Im ersten Teil des Beitrags zu "Fusobacterium nucleatum – der unterschätzte Keim" von DDr. Christa Eder geht es um das Stäbchenbakterium als Wegbereiter und Vermittler oraler Entzündungungen.

Gingivitis und Parodontitis werden durch Bakterien der subgingivalen Mikroflora ausgelöst und auf­rechterhalten. Daneben beeinflussen eine Reihe exo- und endogener Faktoren Verlauf und Schweregrad der Erkrankung.

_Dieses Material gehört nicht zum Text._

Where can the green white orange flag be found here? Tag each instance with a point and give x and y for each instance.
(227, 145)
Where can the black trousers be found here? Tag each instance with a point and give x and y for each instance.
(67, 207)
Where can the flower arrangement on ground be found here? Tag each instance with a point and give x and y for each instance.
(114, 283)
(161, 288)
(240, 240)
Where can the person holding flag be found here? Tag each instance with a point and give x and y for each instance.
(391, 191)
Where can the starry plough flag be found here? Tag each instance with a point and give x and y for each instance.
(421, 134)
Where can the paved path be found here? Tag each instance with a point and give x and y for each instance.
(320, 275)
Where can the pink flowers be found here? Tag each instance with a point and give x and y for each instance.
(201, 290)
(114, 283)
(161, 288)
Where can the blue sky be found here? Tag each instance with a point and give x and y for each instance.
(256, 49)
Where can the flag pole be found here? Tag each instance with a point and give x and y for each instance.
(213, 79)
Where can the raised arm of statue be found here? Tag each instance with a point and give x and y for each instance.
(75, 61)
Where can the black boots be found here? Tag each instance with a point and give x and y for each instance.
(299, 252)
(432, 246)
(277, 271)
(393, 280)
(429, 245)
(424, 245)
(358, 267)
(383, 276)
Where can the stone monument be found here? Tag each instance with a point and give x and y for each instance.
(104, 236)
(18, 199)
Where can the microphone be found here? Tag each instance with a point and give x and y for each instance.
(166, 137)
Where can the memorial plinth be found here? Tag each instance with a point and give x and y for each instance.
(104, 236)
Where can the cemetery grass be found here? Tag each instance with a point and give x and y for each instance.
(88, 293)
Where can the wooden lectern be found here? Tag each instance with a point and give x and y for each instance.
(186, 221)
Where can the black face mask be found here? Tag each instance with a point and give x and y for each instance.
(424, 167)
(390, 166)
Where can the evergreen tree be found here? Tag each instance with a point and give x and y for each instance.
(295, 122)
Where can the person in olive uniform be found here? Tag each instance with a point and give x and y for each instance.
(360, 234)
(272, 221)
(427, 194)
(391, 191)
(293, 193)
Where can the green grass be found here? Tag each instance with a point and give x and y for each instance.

Chronische orale Entzündungen betreffen, wie wir heute wissen, kei­neswegs nur die Mundgesundheit. Sie führen zu einem systemisch erhöhten Level an proin­flam­mato­rischen Mediatoren und über rezidivierende Bakteriämie zu einem direkten Keimtransfer  zu den inne­ren Organen des Körpers. Die Folgen sind Entgleisungen metabolischer Erkrankungen wie Diabetes und Hyperlipidämie, ein erhöhtes Risiko für Atherosklerose, Herz/Kreislauferkrankungen und Insult, eine Begünstigung der Progression neurodegenerativer Krank­­heiten (M. Parkinson, M. Alzheimer) und gastrointestinale Störungen; um nur einige der negativen Auswirkungen eines destabilisierten oralen Mikrobioms zu nennen.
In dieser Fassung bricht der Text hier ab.